Attorney General Jim Hood is looking to clamp down on price-gouging gas station owners who he feels may be taking advantage of consumers during hurricanes, The Sun Herald in Mississippi reported.
It’s against the law to take advantage of a state of emergency by hiking up prices, but Hood discovered before Gustav hit that some gas stations were getting around the law by raising prices ahead of the governor’s emergency declaration, the newspaper reported.
Gov. Haley Barbour declared a state of emergency last Thursday, in advance of Gustav’s landfall.

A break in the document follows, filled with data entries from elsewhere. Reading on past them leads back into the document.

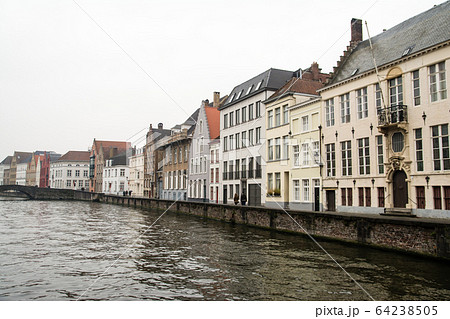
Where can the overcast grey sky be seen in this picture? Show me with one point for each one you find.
(64, 82)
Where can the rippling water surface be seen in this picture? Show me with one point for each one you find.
(57, 250)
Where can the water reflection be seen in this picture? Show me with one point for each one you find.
(55, 250)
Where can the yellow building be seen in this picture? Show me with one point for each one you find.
(385, 129)
(282, 138)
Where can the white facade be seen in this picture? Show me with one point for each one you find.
(115, 178)
(136, 173)
(69, 175)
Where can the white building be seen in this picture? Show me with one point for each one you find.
(115, 175)
(242, 136)
(70, 171)
(136, 171)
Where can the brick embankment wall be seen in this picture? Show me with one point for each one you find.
(430, 237)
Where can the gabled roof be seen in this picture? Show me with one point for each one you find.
(213, 117)
(75, 156)
(296, 85)
(270, 79)
(418, 33)
(6, 161)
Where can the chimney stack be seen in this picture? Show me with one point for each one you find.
(356, 28)
(216, 99)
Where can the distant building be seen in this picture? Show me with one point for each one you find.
(100, 152)
(70, 171)
(386, 133)
(175, 161)
(242, 136)
(116, 174)
(206, 130)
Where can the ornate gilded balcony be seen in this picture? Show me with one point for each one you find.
(392, 117)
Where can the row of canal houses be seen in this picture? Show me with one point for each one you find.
(370, 137)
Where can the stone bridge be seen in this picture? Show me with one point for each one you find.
(39, 193)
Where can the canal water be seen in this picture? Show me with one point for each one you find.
(58, 250)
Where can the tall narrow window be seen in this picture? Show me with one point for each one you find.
(345, 108)
(420, 196)
(306, 190)
(285, 147)
(331, 159)
(416, 87)
(285, 114)
(380, 151)
(419, 149)
(378, 98)
(277, 116)
(258, 135)
(305, 154)
(441, 151)
(270, 119)
(296, 152)
(250, 137)
(278, 148)
(364, 156)
(270, 149)
(329, 112)
(225, 121)
(346, 152)
(380, 196)
(361, 100)
(296, 183)
(437, 197)
(438, 86)
(395, 92)
(258, 109)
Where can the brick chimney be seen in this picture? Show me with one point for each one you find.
(356, 28)
(216, 99)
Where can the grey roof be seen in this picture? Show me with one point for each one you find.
(418, 33)
(271, 79)
(192, 120)
(6, 161)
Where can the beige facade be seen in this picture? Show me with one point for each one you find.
(385, 142)
(305, 161)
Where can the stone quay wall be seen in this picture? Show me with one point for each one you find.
(428, 237)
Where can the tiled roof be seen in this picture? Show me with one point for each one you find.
(213, 116)
(296, 85)
(270, 79)
(423, 31)
(75, 156)
(6, 161)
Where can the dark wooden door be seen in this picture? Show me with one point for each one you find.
(331, 200)
(400, 189)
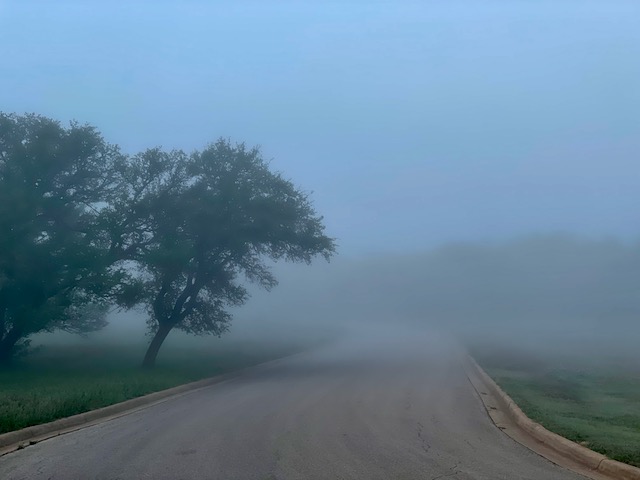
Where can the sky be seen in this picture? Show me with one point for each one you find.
(413, 123)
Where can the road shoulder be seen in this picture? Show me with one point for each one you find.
(508, 417)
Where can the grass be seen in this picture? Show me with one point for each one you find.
(59, 381)
(590, 401)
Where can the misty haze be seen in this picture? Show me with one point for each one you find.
(282, 240)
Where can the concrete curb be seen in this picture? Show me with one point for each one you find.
(575, 453)
(19, 439)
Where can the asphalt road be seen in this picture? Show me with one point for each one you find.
(377, 408)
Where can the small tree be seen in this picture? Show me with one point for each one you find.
(196, 225)
(54, 268)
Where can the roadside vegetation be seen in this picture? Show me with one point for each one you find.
(86, 228)
(59, 381)
(592, 401)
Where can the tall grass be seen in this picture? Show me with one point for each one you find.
(59, 381)
(592, 401)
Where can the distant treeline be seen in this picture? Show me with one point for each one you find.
(533, 288)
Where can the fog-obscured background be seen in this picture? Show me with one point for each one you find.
(446, 144)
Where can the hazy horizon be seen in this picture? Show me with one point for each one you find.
(413, 124)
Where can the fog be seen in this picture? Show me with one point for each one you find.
(444, 143)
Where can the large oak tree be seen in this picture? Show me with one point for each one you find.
(194, 227)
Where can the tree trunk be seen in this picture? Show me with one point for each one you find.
(154, 347)
(7, 346)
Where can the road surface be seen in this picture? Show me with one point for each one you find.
(380, 408)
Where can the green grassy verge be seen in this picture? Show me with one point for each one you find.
(595, 403)
(59, 381)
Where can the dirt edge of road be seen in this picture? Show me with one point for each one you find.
(19, 439)
(509, 418)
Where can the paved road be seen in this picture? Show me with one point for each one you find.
(369, 409)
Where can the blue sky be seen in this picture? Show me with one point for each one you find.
(414, 123)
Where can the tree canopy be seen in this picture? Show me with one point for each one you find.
(85, 227)
(195, 226)
(54, 267)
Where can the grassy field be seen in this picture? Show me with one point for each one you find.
(590, 401)
(59, 381)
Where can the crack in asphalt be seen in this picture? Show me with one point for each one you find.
(451, 473)
(423, 442)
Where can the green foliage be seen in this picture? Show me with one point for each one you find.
(84, 226)
(594, 405)
(54, 268)
(56, 382)
(194, 226)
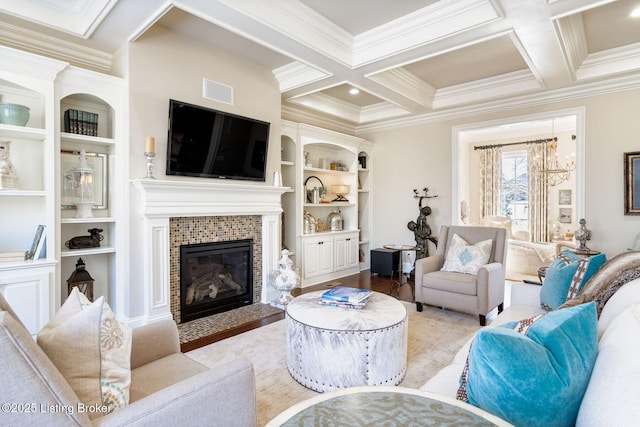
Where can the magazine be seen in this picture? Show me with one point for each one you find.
(348, 295)
(342, 304)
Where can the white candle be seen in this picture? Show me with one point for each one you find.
(150, 145)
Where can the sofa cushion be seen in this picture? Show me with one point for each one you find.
(29, 377)
(627, 295)
(465, 258)
(566, 276)
(92, 350)
(161, 373)
(612, 395)
(537, 379)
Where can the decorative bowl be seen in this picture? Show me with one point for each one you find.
(14, 114)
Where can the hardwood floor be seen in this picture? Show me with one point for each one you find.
(363, 280)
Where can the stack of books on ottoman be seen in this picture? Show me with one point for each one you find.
(342, 296)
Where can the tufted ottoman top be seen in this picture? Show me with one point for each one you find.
(380, 312)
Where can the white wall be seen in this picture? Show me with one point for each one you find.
(419, 156)
(163, 65)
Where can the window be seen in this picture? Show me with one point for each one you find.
(515, 186)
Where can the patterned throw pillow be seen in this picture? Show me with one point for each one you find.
(92, 351)
(465, 258)
(537, 373)
(566, 276)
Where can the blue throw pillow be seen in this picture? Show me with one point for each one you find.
(538, 379)
(561, 273)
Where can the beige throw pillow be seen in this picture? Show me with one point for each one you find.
(92, 351)
(465, 258)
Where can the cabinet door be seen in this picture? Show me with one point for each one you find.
(353, 257)
(29, 292)
(346, 252)
(318, 257)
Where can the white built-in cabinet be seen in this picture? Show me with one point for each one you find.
(306, 155)
(40, 153)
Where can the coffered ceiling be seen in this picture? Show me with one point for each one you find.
(409, 58)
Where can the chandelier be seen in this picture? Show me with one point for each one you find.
(549, 169)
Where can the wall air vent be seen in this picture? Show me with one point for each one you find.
(217, 91)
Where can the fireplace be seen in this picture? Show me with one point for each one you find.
(215, 277)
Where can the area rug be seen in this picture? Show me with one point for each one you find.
(435, 336)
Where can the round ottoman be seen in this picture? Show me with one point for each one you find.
(335, 347)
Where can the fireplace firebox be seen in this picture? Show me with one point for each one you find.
(215, 277)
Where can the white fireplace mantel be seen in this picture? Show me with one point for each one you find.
(161, 200)
(181, 198)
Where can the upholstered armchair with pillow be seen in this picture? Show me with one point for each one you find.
(524, 257)
(156, 386)
(467, 272)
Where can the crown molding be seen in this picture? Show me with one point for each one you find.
(444, 18)
(301, 23)
(40, 44)
(592, 88)
(296, 114)
(28, 64)
(574, 41)
(406, 84)
(79, 18)
(381, 111)
(297, 74)
(516, 82)
(613, 61)
(329, 105)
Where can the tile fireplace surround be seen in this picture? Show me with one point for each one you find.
(162, 201)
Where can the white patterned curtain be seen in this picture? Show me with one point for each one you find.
(538, 194)
(490, 181)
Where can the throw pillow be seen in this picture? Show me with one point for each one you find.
(92, 351)
(465, 258)
(538, 378)
(566, 276)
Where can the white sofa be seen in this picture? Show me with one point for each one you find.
(614, 387)
(524, 257)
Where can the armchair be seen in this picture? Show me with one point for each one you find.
(477, 294)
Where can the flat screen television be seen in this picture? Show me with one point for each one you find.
(208, 143)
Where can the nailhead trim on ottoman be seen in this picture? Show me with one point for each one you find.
(334, 347)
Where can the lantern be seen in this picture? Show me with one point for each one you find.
(81, 279)
(80, 181)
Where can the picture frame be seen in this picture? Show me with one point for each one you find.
(38, 243)
(564, 197)
(565, 215)
(632, 183)
(97, 161)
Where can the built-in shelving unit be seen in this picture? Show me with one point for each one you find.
(314, 158)
(40, 152)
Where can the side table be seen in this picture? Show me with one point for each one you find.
(401, 279)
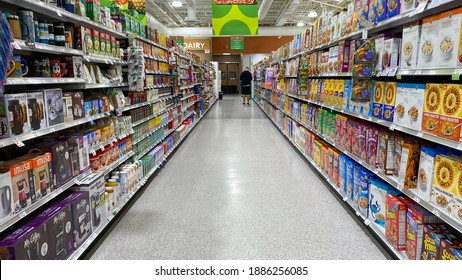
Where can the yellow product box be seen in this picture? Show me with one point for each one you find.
(432, 108)
(451, 112)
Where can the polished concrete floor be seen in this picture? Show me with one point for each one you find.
(236, 189)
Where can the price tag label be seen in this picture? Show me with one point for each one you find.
(18, 142)
(456, 74)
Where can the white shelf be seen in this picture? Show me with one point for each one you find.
(374, 227)
(20, 45)
(95, 235)
(49, 130)
(41, 81)
(389, 179)
(63, 15)
(26, 212)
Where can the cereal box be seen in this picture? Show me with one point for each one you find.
(430, 34)
(394, 8)
(378, 191)
(372, 145)
(349, 179)
(410, 45)
(395, 223)
(450, 41)
(425, 173)
(414, 230)
(431, 243)
(432, 108)
(378, 98)
(407, 176)
(451, 112)
(382, 10)
(386, 150)
(389, 101)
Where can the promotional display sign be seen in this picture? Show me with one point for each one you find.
(240, 18)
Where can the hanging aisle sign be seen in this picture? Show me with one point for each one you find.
(236, 17)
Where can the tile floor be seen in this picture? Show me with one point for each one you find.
(236, 189)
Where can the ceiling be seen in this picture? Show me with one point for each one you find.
(280, 12)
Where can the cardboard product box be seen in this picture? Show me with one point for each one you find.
(378, 191)
(43, 174)
(372, 145)
(391, 53)
(58, 222)
(62, 167)
(408, 169)
(17, 117)
(22, 182)
(68, 108)
(389, 101)
(382, 10)
(432, 108)
(36, 110)
(54, 106)
(410, 45)
(425, 173)
(429, 41)
(98, 203)
(448, 48)
(451, 112)
(395, 222)
(414, 237)
(81, 217)
(386, 150)
(394, 8)
(431, 243)
(378, 98)
(28, 242)
(450, 250)
(350, 181)
(77, 108)
(6, 192)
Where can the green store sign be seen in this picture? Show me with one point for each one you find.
(234, 19)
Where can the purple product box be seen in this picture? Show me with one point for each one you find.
(28, 242)
(81, 216)
(58, 222)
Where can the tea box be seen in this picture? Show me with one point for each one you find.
(410, 45)
(432, 108)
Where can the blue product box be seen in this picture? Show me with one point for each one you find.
(394, 8)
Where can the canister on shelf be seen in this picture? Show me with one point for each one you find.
(15, 26)
(26, 21)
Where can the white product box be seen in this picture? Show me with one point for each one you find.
(17, 114)
(410, 45)
(429, 39)
(36, 110)
(391, 49)
(54, 106)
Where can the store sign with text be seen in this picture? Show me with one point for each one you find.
(193, 44)
(235, 17)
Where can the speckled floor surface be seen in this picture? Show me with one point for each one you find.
(236, 189)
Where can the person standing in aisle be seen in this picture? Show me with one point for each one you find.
(246, 81)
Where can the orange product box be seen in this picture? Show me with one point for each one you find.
(395, 222)
(451, 112)
(432, 108)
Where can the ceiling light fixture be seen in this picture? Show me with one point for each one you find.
(312, 14)
(177, 4)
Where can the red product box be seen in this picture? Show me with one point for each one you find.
(395, 223)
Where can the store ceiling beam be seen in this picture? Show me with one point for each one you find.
(264, 8)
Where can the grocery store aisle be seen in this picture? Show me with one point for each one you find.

"We sent people out down there Wednesday," Hood said, "and we saw where prices shot up some places as much as 32 cents a gallon." Hood said his office has reviewed the laws and found no way to charge the offenders. “They anticipated the state of emergency coming in and they jacked their prices up.”
As a result, the newspaper said, Hood plans to propose the same law his office proposed to the Legislature before Katrina, which would allow the Attorney General to declare a state of emergency only for the purpose of enforcing price-gouging laws and preserve the governor’s authority to declare the overall state of emergency needed to deploy resources, seek federal assistance, and streamline local government response.
The current law also limits price-gouging enforcement to counties covered by the emergency, which means business owners in other parts of the state can take advantage of evacuees. Hood has previously said a price-gouging state of emergency would apply statewide.